Lorsque les temps étaient durs, il y a environ 2,5 millions d’années, les mères australopithèques n’hésitaient pas à nourrir de nouveau leurs enfants au sein. Alors même que ces derniers étaient sevrés.
Les habitudes d’allaitement d’Australopithecus africanus – qui vivait il y a plus de deux millions d’années en Afrique australe – avaient jusqu’à présent toujours été très floues. Nous savions en revanche que les longues périodes d’allaitement étaient courantes chez les grands singes. Il faut compter environ cinq ans pour les chimpanzés, ou encore quatre ans pour les gorilles. C’est généralement plus court chez les humains modernes. Pour nos ancêtres, il y a quelques milliers d’années, il fallait compter environ trois ans. Nous pensions alors que pour Australopithecus africanus, c’était à peu de chose près la même chose.
Un sevrage complet au bout d’un an seulement
Une récente analyse de quatre dents, publiée dans la revue Nature, suggère en effet le contraire. Ces dernières, découvertes dans la grotte de Sterkfontein en Afrique du Sud, sont datées entre 2,6 et 2,1 millions d’années. Nous savons que les dents – à la manière des arbres – conservent les traces de leur croissance.

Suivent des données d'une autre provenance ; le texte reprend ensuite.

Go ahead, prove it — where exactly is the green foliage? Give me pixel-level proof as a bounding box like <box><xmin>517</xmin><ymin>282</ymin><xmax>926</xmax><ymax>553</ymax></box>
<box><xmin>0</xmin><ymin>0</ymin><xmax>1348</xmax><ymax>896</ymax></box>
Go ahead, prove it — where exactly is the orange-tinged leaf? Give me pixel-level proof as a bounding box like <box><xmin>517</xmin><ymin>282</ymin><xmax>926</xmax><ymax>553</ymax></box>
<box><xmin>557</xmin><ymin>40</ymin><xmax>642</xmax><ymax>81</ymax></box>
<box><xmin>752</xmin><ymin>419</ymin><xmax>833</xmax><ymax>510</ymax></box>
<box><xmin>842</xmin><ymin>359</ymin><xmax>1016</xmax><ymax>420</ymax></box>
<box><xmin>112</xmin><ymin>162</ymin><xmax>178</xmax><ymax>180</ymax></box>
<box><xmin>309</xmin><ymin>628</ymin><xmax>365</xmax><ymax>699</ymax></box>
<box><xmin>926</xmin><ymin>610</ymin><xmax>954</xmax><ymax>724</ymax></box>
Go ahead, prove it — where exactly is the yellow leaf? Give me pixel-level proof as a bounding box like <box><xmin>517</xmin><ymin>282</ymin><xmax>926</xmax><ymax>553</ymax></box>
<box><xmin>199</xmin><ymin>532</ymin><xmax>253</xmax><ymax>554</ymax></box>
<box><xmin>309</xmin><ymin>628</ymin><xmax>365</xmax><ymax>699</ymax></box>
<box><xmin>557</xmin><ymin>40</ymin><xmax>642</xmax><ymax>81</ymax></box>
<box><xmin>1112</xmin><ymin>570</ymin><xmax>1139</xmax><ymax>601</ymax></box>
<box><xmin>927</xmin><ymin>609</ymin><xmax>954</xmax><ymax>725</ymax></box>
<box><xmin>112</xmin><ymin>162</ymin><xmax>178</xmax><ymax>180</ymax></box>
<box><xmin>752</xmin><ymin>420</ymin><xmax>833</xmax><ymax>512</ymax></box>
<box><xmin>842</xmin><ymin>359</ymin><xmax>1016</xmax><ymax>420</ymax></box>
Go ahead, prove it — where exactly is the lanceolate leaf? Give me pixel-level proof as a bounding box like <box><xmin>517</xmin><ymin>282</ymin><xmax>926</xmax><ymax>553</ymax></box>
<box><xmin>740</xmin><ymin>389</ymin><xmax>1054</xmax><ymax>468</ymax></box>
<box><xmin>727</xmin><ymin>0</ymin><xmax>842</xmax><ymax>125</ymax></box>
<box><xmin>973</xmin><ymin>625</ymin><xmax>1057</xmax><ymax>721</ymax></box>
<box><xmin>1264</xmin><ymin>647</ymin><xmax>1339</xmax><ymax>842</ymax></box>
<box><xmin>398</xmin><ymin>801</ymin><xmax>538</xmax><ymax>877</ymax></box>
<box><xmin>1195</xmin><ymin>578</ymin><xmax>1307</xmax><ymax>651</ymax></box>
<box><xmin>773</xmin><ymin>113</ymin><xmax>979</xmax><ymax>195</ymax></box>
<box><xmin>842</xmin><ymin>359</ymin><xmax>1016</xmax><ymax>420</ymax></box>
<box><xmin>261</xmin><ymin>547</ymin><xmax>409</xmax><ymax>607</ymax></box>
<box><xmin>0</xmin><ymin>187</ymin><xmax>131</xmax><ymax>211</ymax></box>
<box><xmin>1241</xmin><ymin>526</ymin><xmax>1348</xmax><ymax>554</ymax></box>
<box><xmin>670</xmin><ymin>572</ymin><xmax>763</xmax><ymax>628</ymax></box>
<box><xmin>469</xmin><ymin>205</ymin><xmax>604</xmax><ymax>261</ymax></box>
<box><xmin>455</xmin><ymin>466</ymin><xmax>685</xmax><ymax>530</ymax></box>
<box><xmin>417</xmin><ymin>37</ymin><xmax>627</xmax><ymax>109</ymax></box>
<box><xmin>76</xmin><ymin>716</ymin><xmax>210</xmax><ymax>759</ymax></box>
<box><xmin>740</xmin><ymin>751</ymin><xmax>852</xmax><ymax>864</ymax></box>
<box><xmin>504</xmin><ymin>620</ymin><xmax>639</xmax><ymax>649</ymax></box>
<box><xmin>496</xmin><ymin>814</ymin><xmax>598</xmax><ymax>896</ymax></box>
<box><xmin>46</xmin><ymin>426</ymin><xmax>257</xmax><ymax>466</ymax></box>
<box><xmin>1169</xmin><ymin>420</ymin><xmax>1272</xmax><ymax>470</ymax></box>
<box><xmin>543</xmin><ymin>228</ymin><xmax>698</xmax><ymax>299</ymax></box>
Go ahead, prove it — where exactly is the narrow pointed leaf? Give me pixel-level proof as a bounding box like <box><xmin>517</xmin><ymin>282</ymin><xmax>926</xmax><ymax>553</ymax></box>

En les disséquant (pour en évaluer la concentration de baryum), une équipe de chercheurs de la Southern Cross University (Australie) a ainsi pu rendre compte des habitudes alimentaires des nourrissons de cette espèce.
Cette analyse nous révèle alors des choses étonnantes. « L’allaitement d’Australopithecus africanusétait inhabituel, explique Renaud Joannes-Boyau, principal auteur de l’étude. Nous nous attendions à quelque chose d’assez long, semblable à ce que nous voyons chez les grands singes modernes, comme les chimpanzés ». Bien au contraire, il est ressorti que les mères australopithèques introduisaient dès 6 à 9 mois, peu à peu, les aliments solides. De manière générale, les nourrissons étaient complètement sevrés à l’âge d’un an.

Allaiter de nouveau en cas de besoin
Par ailleurs, les analyses nous révèlent également que lorsque les conditions l’exigeaient, les mamans allaitaient de nouveau leur petit. En cas de pénurie alimentaire, par exemple. Et ce pendant les 4 à 5 premières années de vie des enfants.
« Il pouvait parfois arriver que la mère comble une grande partie de la carence en calories par le lait maternel, poursuit en effet le chercheur. Pour la première fois, nous avons acquis de nouvelles connaissances sur la manière dont nos ancêtres élevaient leurs petits. Ces découvertes suggèrent pour la première fois l’existence d’un lien de longue durée entre la mère et le bébé chez les australopithèques. Cela nous oblige à repenser les organisations sociales de nos ancêtres les plus anciens ».
Les chercheurs ont formulé la stratégie suivante : au lieu de se déplacer d’un endroit à l’autre pour tenter de se nourrir toute l’année, nos ancêtres privilégiaient le fait de rester sur place, préférant survivre dans des conditions difficiles, mais avec moins de prédateurs. De ce fait, les mères devaient alors investir beaucoup plus dans leur unique progéniture, plutôt que de faire de nombreux enfants.